Demographic bonus averted greater crisis

A study by the Instituto Brasileiro de Economia (Ibre) of Fundação Getúlio Vargas (FGV) indicated that the demographic bonus, between 1981 and 2019, contributed to a 0.9% increase in per capita income in Brazil. The economically active population contributed just over half of this growth.

However, the boost from the demographic bonus was affected by the recession from 2014 to 2016, with the aggravating economic impact caused by the Covid-19 pandemic.

“We didn’t lose as much as in the 1990s”, exemplifies the president of the IBGE, saying that, if it weren’t for the demographic bonus, the drop in Brazilian per capita income would have been “much greater”.

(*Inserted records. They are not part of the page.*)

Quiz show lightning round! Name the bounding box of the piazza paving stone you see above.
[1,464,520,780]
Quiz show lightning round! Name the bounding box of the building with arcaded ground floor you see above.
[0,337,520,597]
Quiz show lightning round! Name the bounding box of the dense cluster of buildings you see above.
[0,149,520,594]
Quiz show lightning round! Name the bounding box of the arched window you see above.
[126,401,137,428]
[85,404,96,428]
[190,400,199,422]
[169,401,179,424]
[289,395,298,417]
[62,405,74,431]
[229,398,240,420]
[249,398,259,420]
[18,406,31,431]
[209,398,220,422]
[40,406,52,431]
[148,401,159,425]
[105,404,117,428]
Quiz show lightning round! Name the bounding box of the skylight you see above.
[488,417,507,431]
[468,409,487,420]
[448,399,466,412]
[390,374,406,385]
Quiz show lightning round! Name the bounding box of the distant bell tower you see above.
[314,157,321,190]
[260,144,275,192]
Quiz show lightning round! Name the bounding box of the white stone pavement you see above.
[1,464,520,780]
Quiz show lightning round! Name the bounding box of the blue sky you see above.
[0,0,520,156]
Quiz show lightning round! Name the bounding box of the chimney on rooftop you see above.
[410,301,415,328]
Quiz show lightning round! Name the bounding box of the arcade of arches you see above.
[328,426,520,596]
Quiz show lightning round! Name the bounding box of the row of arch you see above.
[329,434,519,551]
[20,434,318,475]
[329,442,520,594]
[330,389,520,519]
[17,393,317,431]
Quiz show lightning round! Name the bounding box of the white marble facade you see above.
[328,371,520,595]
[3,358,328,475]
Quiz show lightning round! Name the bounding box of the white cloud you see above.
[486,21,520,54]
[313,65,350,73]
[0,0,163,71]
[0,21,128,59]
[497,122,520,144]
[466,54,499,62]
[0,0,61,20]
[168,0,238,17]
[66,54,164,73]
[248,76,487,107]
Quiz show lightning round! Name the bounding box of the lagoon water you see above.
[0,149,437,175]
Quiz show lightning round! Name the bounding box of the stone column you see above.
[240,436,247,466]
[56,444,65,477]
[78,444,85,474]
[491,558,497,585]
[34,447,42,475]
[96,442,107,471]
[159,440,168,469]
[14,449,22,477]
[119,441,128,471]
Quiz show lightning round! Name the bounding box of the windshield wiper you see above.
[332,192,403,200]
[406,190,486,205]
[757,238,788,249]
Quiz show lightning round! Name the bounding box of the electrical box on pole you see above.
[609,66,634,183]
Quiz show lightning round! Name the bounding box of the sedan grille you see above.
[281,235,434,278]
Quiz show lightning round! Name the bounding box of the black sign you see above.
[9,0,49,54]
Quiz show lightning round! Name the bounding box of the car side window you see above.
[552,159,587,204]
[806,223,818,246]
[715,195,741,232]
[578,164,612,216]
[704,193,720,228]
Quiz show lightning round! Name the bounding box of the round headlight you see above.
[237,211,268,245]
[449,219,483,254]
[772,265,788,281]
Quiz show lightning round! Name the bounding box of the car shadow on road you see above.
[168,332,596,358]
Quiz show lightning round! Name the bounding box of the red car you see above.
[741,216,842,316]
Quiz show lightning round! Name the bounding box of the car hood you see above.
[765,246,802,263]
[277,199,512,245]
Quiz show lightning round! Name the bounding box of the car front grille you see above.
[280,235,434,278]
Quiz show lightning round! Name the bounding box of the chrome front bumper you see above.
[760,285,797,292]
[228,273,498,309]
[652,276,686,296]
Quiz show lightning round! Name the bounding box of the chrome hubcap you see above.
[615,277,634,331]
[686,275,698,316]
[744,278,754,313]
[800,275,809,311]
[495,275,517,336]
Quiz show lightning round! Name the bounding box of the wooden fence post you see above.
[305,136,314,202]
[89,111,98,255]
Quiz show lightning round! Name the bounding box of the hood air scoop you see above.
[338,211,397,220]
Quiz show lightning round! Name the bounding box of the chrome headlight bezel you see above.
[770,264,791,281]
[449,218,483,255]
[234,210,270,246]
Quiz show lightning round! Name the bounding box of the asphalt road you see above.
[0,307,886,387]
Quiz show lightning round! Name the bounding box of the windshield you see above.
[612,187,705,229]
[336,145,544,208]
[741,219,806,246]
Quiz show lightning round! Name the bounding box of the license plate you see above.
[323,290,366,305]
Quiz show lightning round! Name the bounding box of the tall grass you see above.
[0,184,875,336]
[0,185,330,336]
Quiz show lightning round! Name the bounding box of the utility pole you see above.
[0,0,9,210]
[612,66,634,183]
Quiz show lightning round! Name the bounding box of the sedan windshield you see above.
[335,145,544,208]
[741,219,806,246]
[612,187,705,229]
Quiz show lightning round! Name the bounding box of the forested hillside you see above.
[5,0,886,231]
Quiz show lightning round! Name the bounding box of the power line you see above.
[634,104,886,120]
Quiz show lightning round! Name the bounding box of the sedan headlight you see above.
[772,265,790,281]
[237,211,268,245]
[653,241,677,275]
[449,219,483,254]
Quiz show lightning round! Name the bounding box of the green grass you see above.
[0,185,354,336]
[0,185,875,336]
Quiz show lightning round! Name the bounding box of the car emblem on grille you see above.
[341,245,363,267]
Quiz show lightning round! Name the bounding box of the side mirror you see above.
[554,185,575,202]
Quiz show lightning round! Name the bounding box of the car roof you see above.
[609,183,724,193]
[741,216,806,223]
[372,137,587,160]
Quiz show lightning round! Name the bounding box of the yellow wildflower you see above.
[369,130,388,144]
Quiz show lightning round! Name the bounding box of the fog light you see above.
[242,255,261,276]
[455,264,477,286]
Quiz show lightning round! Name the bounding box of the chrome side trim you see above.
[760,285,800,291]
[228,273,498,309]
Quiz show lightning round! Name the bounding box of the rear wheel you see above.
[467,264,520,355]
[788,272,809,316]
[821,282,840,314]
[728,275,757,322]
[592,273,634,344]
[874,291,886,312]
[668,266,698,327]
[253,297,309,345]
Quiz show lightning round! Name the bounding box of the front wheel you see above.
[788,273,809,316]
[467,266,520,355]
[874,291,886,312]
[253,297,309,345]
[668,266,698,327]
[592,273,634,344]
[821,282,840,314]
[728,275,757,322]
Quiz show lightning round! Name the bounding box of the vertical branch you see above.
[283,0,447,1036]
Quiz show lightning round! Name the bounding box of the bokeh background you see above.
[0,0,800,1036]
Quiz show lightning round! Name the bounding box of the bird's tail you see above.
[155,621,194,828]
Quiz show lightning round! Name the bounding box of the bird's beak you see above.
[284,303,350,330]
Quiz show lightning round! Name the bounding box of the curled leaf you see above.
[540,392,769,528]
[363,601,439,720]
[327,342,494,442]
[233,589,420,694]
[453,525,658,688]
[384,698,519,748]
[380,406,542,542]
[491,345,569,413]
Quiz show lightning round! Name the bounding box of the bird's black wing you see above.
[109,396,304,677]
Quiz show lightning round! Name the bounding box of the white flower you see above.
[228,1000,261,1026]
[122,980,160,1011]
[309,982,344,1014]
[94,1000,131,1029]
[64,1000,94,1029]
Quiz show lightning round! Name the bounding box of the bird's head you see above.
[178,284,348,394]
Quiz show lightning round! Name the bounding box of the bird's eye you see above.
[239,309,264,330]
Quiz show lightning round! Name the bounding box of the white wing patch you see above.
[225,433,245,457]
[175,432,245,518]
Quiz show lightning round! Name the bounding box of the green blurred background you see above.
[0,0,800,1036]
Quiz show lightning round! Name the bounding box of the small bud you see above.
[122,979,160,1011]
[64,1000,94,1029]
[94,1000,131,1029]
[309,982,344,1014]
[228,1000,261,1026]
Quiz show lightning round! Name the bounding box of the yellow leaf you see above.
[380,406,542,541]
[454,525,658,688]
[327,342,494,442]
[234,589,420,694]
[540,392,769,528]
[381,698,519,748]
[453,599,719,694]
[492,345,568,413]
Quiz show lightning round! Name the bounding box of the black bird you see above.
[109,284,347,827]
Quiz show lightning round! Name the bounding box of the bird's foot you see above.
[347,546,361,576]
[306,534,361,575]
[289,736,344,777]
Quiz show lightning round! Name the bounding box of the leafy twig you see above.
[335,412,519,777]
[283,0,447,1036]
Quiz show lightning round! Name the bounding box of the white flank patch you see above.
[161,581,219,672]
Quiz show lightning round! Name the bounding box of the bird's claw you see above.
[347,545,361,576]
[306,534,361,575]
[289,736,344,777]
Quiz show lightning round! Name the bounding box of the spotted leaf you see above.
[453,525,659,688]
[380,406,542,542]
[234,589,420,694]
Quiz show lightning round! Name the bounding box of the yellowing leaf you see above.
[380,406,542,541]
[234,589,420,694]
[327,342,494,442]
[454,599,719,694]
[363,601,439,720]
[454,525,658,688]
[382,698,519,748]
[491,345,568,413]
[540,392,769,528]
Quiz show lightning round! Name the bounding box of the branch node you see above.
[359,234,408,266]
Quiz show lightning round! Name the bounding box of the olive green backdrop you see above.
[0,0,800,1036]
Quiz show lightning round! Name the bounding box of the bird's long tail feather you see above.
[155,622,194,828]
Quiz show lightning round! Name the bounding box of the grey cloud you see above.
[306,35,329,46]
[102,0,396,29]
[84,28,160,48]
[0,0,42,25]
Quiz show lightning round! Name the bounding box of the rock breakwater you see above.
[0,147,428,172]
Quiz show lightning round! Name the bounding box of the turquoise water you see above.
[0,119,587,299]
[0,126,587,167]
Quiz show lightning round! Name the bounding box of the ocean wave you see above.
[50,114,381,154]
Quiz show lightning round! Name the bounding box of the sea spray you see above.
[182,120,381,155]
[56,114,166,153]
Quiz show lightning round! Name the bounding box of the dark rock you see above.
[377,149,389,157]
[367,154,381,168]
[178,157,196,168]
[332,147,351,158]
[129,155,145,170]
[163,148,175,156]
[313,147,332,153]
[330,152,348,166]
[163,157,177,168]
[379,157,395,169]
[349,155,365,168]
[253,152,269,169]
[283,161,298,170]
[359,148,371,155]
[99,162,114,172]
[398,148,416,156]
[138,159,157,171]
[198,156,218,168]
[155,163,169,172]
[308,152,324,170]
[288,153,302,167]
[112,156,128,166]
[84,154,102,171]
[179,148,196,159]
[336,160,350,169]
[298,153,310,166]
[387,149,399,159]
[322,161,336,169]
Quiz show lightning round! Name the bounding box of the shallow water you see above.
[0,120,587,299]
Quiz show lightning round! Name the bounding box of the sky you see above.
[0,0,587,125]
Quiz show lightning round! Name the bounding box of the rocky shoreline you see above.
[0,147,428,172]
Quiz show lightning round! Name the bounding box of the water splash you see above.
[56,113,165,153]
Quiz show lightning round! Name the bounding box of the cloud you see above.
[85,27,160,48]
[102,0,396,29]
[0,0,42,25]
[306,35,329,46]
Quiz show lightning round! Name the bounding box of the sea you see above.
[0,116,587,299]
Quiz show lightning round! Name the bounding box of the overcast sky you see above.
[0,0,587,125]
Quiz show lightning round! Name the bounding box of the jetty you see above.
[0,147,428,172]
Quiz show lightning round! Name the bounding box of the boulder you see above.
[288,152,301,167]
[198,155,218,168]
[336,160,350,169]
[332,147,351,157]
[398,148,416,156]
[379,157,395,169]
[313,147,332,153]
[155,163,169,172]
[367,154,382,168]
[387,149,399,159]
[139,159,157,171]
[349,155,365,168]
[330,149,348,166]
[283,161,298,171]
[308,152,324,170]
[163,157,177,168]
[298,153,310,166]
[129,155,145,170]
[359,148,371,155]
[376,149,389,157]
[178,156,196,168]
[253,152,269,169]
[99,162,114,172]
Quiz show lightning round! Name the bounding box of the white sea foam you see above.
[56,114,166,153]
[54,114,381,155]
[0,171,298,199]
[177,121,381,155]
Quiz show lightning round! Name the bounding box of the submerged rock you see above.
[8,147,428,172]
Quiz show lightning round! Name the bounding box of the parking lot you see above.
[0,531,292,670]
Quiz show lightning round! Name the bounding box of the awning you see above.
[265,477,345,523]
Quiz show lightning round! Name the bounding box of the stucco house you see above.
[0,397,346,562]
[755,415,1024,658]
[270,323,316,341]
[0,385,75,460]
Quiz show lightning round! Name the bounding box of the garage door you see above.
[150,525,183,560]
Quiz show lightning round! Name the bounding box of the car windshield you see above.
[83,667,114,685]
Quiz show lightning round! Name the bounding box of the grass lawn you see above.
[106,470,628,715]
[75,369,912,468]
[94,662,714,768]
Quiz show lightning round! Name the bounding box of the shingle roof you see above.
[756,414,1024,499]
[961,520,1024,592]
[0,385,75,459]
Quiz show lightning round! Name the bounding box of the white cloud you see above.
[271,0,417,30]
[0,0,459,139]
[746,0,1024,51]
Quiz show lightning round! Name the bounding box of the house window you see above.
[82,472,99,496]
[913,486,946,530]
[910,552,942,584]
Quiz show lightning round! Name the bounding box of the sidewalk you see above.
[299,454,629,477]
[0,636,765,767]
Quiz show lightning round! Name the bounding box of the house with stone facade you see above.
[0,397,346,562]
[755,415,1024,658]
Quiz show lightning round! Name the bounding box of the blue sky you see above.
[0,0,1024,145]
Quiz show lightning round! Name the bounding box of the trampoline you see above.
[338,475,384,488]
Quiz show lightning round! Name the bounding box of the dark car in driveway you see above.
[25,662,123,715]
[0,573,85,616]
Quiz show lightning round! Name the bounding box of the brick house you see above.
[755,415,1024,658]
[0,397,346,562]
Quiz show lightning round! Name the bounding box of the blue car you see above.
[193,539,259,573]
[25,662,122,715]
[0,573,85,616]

“If we didn’t win in the positive sense, we won in the mitigating sense. Even at that moment we had all the children in school and the quantitative coverage of education was reasonable”, points out Eduardo Rios Neto.

Teenage pregnancy drops 8.2% in 20 years

The demographer highlighted a data from the survey that he called the “deferral transition”.

“This means that many women are completing the reproductive cycle without having a child. And those who have children, be it one or two, start breeding after the age of 30”, he declared.

He points out that this phenomenon shows that teenage pregnancy is declining in Brazil.

“The rate was 21.6% in 2000, and it is already at 13.4% in 2020, according to birth records. It is still a social issue, but quantitatively it is easier to make public policy for this target audience”, he pointed out.

He indicates that most women who start having children after the age of 30 do so because they are in the job market and have higher education. “The key variable is the education of the Brazilian population”, he concluded.

In addition to the postponement of having a child, the economist highlighted what he calls a “transition in the fertility rate”.

The demographer draws attention to the fact that the process of population aging, the so-called demographic transition, occurs in practically every country in the world.

He highlights data on the fertility rate of Brazilian women. “In 2010, this rate was 1.9 children per Brazilian mother – below the house of two children”, he points out.

When the indexes point to an average of two children per woman, what demographers call a “replacement level” happens.

“If the fertility rate is maintained at this level for a long time, at some point the population will begin to have zero growth”, said Eduardo.

The president of the IBGE stated that the Institute’s projection is that the rate is currently below 1.7, and should reach 1.6 by 2030.